The first hurdle will be the next 12 months of negotiation (and most likely longer) when we will need to ensure that the bird in the hand is not let slip. After all, any ‘come hither’ look from the biggest two birds in the global bush currently feels distinctly predatory.

We have been able to measure very precisely what the EU has made possible for us in Wales. We have been able to make reasonable estimates of what its loss would entail. But to date, we have not seen a single hard and measurable proposal for its replacement. Regional funding, agricultural funding, research funding, infrastructure funding – in all these fields the pig in a poke remains on the table.

And we in Wales have another reason to be nervous. We have grown used to standing third in the priority funding queue behind Scotland and Northern Ireland. Increasingly, it seems we are about to slip into fourth place behind the north of England. It is time the newly elected Conservative MPs in Wales joined the Welsh chorus.

There are places in every country of the UK that deserve every penny they can prise out of HM Treasury’s hand. But, given the traditional Conservative approach to the public finances, it is more than possible that the hand-outs will be rather less than the Prime Minister, in huckster mode, would have you believe. Blue, as well as red and green constituencies here, may well be short-changed.

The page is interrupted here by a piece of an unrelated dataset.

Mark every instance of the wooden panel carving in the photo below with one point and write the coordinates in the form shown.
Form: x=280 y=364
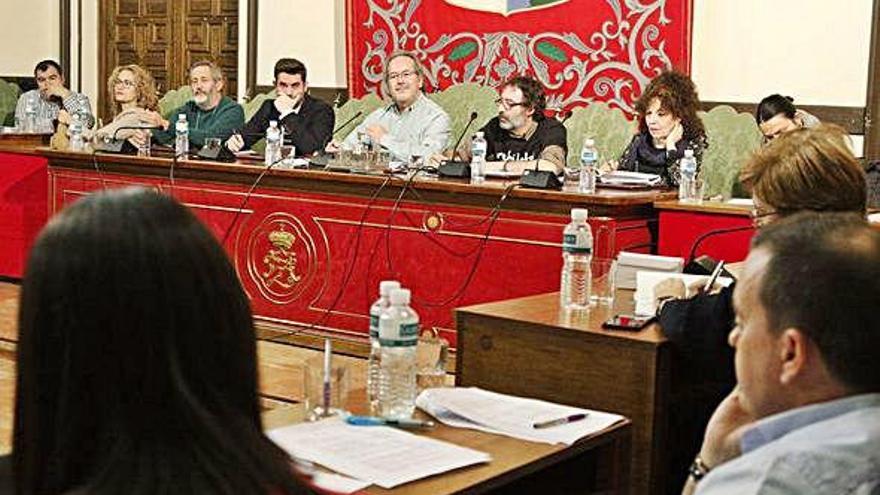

But this is to take too transactional a view of the consequences of our withdrawal from the greatest experiment in supranational government in history. Of course, it would be silly and counter-productive for campaigners for Europe to will Britain to fail. The consequences for communities and families would be horrendous. Equally, it would be wrong for Leavers to will the EU to fail. There is so much more at stake.

It is a poignant irony that a week that started with the 75th anniversary of the liberation of Auschwitz ends with our withdrawal from the European Union.  The coincidence underscores one of the greatest political failures of our time.  Its imperfections notwithstanding, the case for the European Union remains. It will be for another generation to take us back to where this country should belong.